Hopelessly behind on posting now. Have to start somewhere. Starting here:
Average balances on credit cards and home-equity lines of credit are growing rapidly, rising 9.5% and 8.1%, respectively, in the first quarter from a year earlier, according to new data from Equifax Inc. and Moody's Economy.com.
Borrowing is climbing quickest in the regions where house prices plunged most sharply, making it tougher for people to extract money in cash-out refinancings. (In a cash-out refinancing, a homeowner pays off a mortgage by taking out a loan that is larger than the original mortgage and then pocketing the difference.) Credit-card balances rose nearly 15% during the first quarter from a year earlier in California and Florida and more than 20% in Nevada -- all states caught up in the housing bust, according to Equifax and Economy.com.
This story feels like a comfortable shoe to me, having been talking about it for so long. But lately its a shoe that's falling apart inside, and making me uncomfortable. Why? Because it's getting crazy out there. How crazy?
Now, mortgage brokers say some clients are calling them in a panic, worried that their bank will freeze their home-equity lines. Deborah McNaughton, president of Legacy Financial Services Inc., a mortgage lender in Placentia, Calif., says several of her clients have recently borrowed more from their home-equity lines of credit and stashed the money in bank savings accounts. Theresa Leick of San Juan Capistrano, Calif., a loan processor who works with Ms. McNaughton, pulled $21,000 from her available home-equity line of credit in February to park in a certificate of deposit.
"I'm fattening my reserves in case I have to go look for more work," says the 40-year-old Ms. Leick, who says she is concerned about losing her income because she works in the mortgage business. She says she would have preferred not to have tapped her home-equity line, "but if the bank takes away my comfort zone, that will make me lose sleep at night."
Yes, that's right, she maxed out her home equity line so that she can stash the money in the bank where she will undoubtedly earn less in interest than she'll pay to the bank. And the amazing thing is that she calls this her "comfort zone".
And there there are geniuses like this guy:
Earlier this year, J. Hwang of Fort Lee, N.J., tried to refinance the 7% rate he was paying on his mortgage but couldn't qualify because his bank was now requiring him to hold more equity in his home. Instead, he decided to take advantage of some credit cards' 0% balance-transfer offers and borrowed roughly $45,000 to pay down the balance on his home-equity line of credit.

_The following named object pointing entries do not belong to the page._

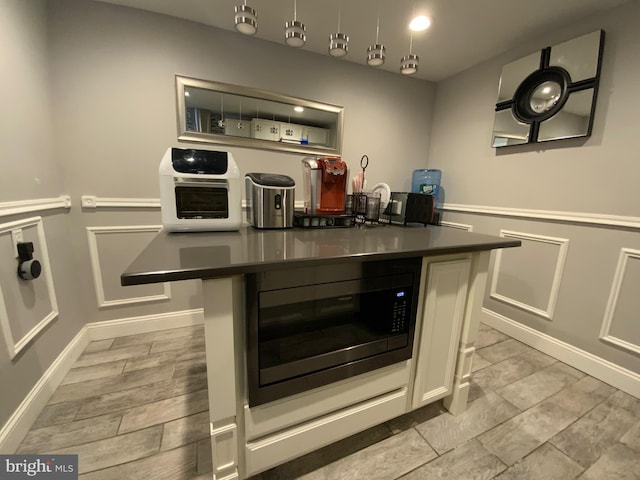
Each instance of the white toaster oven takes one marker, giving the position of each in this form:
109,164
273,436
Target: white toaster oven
200,190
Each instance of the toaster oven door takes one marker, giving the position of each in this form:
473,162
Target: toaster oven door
201,201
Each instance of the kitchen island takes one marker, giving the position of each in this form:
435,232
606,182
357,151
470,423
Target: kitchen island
248,439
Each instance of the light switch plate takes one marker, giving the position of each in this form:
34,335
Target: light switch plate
16,237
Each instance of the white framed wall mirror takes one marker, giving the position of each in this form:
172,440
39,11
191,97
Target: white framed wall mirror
222,113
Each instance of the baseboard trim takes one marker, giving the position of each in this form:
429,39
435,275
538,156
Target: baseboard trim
597,367
18,425
144,324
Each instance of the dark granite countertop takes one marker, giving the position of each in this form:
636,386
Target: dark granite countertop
185,256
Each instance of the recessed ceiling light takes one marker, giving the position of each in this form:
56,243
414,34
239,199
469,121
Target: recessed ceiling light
420,23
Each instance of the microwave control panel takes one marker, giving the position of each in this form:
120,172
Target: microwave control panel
399,312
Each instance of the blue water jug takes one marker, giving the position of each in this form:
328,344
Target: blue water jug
427,180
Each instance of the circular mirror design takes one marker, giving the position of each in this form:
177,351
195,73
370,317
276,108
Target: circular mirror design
550,94
541,95
545,96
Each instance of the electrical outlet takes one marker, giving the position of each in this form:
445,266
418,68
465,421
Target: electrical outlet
16,236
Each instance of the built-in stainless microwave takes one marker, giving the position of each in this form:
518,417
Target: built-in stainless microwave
312,326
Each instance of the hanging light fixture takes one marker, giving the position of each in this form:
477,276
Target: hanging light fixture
338,42
409,63
294,31
246,19
376,52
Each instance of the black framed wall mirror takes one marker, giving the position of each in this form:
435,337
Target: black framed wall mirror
551,94
222,113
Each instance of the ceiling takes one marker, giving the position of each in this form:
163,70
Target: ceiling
464,32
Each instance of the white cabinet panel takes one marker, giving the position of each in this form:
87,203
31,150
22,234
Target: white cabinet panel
439,335
238,128
290,132
315,135
266,129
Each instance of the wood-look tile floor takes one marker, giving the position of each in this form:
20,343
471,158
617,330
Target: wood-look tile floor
136,408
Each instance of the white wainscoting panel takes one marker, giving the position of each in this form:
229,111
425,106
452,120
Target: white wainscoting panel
629,315
35,205
579,218
20,422
610,373
15,345
90,201
94,254
561,243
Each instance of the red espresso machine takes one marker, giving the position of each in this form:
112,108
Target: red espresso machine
325,185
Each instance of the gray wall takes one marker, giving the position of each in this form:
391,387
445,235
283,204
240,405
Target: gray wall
595,179
30,171
103,114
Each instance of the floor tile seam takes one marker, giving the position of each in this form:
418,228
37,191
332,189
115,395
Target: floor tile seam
82,399
110,350
96,378
71,445
206,408
576,380
156,452
585,467
147,355
191,334
135,406
427,441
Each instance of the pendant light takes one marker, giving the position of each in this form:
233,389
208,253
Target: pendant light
294,34
338,42
246,19
221,122
376,52
409,63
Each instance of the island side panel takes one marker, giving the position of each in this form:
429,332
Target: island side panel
456,403
221,297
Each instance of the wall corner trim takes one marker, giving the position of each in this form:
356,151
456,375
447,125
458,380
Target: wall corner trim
604,370
18,425
36,205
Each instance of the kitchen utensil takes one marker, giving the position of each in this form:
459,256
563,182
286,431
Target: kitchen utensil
364,163
385,194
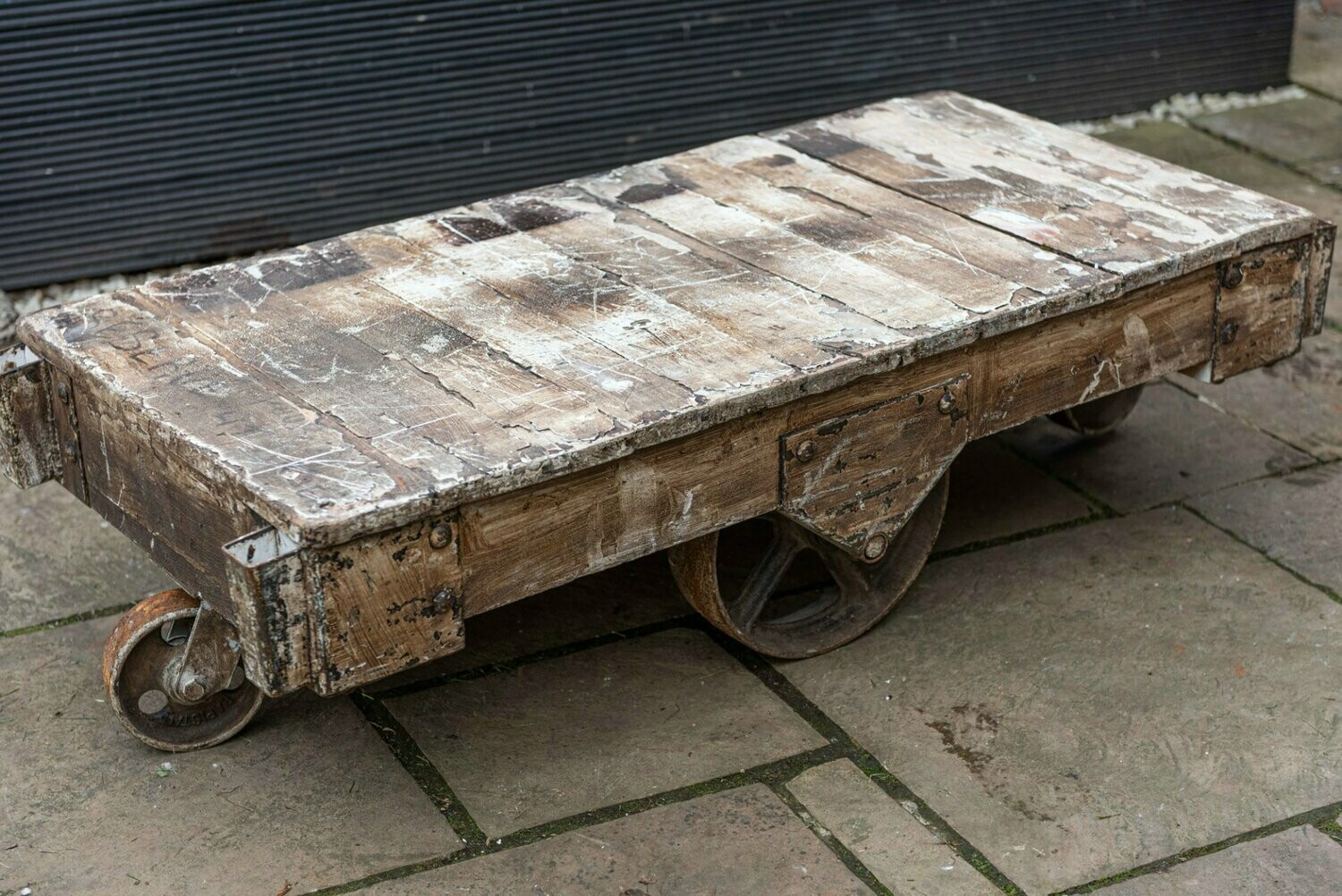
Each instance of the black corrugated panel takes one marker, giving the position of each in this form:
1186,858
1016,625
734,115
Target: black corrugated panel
140,134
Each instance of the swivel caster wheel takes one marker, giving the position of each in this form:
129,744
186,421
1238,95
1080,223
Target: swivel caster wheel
780,611
163,699
1100,416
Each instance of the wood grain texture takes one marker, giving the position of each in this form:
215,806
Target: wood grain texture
359,385
861,475
1261,308
520,544
1124,212
29,450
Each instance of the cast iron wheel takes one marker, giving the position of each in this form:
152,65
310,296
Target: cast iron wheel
842,597
139,668
1100,416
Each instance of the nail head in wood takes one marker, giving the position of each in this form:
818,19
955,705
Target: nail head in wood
875,547
440,537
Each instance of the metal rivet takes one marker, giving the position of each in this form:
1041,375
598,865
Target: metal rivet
192,689
875,546
440,537
442,600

Mr. Hwang's strategy: Since he won't have to pay any interest on the credit cards for about a year, he figures he will be able to save roughly $2,000 that he would have otherwise had to pay on his home-equity line of credit. Instead, he plans to use the savings to pay down the principal on his mortgage. "I didn't want to give my bank another penny for interest," says the 30-year-old health-care worker.
Good strategy. Can we please check back with Mr. Hwang of Fort Lee in a year when those teaser rates are up? Good luck rolling that $45k note over. But on the bright side, at least if he owes it to the credit card companies he'll go into bankruptcy rather than foreclosure.
These stories, on top of stories detailing how consumers are raiding 401(k)'s to pay off credit card bills (and go on vacations) means that we are nowhere near the bottom of this mess. Things are going to be very ugly for a very long time.